Tanner Goods sells luggage tags in a variety of colors of (pictured above and below) that are made from top quality Horween Chromexcel and a solid brass clasp and closure. The design is simple and the construction is nice, it’s everything I want to buy. As an added bonus, they offer it in a natural leather that is going to look amazing in a few years of use. The only thing I don’t really love is the exterior branding on the back side. I know why this is there and I don’t totally fault Tanner Goods for it, but if I’m going to pay the money, I’d like it to be free from branding. That said, I’m sure if you called them and asked for a tag sans logo they would happily oblige.

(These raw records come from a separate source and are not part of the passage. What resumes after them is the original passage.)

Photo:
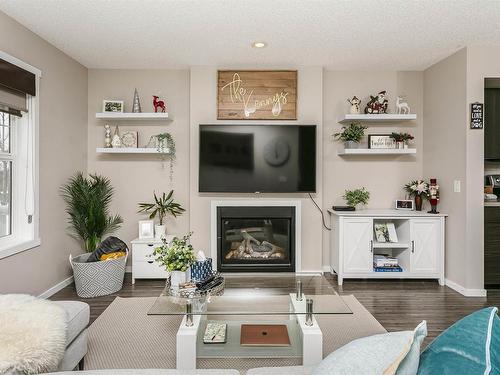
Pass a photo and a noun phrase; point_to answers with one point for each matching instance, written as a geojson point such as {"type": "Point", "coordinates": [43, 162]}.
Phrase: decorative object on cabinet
{"type": "Point", "coordinates": [176, 256]}
{"type": "Point", "coordinates": [381, 141]}
{"type": "Point", "coordinates": [87, 205]}
{"type": "Point", "coordinates": [107, 136]}
{"type": "Point", "coordinates": [162, 206]}
{"type": "Point", "coordinates": [476, 115]}
{"type": "Point", "coordinates": [417, 189]}
{"type": "Point", "coordinates": [257, 95]}
{"type": "Point", "coordinates": [146, 229]}
{"type": "Point", "coordinates": [355, 105]}
{"type": "Point", "coordinates": [112, 106]}
{"type": "Point", "coordinates": [402, 107]}
{"type": "Point", "coordinates": [351, 135]}
{"type": "Point", "coordinates": [130, 139]}
{"type": "Point", "coordinates": [377, 104]}
{"type": "Point", "coordinates": [116, 142]}
{"type": "Point", "coordinates": [420, 250]}
{"type": "Point", "coordinates": [356, 197]}
{"type": "Point", "coordinates": [136, 103]}
{"type": "Point", "coordinates": [402, 139]}
{"type": "Point", "coordinates": [159, 104]}
{"type": "Point", "coordinates": [433, 196]}
{"type": "Point", "coordinates": [404, 204]}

There’s other companies out there that are also turning quality stuff, Ettinger is one of them. I picked up a collaboration luggage tag that they made for Monocle Magazine and have been quite pleased with it. Made from nice leather and it feels solid. It’s a different thing than what Tanner Goods does, but still pretty good. The gents from Billykirk also makes a great option that has a bit more design to it than the Tanner Goods offerings – some are into that sort of thing and some like the simplicity that Tanner Goods offers. It’s worth pointing out that almost every Billykirk bag comes with a luggage tag, which is a really nice touch.
After a long hunt and far too much thought on this subject, I put forward the Tanner Goods luggage tag as best in class. May you never lose your bag and have to use it.
Comments on “The Hunt | Luggage Tags”
I have a alot of Tanner stuff… this one looks great. I think Filson makes a good tag too… but it didn’t come with a card to shove in there and I used something in a pinch that is still there and looks pretty bad. I like this post though, I agree – hard to find.
What about Filsons luggage tag? They look rather sturdy?
[X] Love it atmo –
Those look quite nice. I have a couple of Apolis luggage tags that have traveled the country several times and keep getting better. Their hardware and leather and ready to battle the baggage handler and remain looking sharp.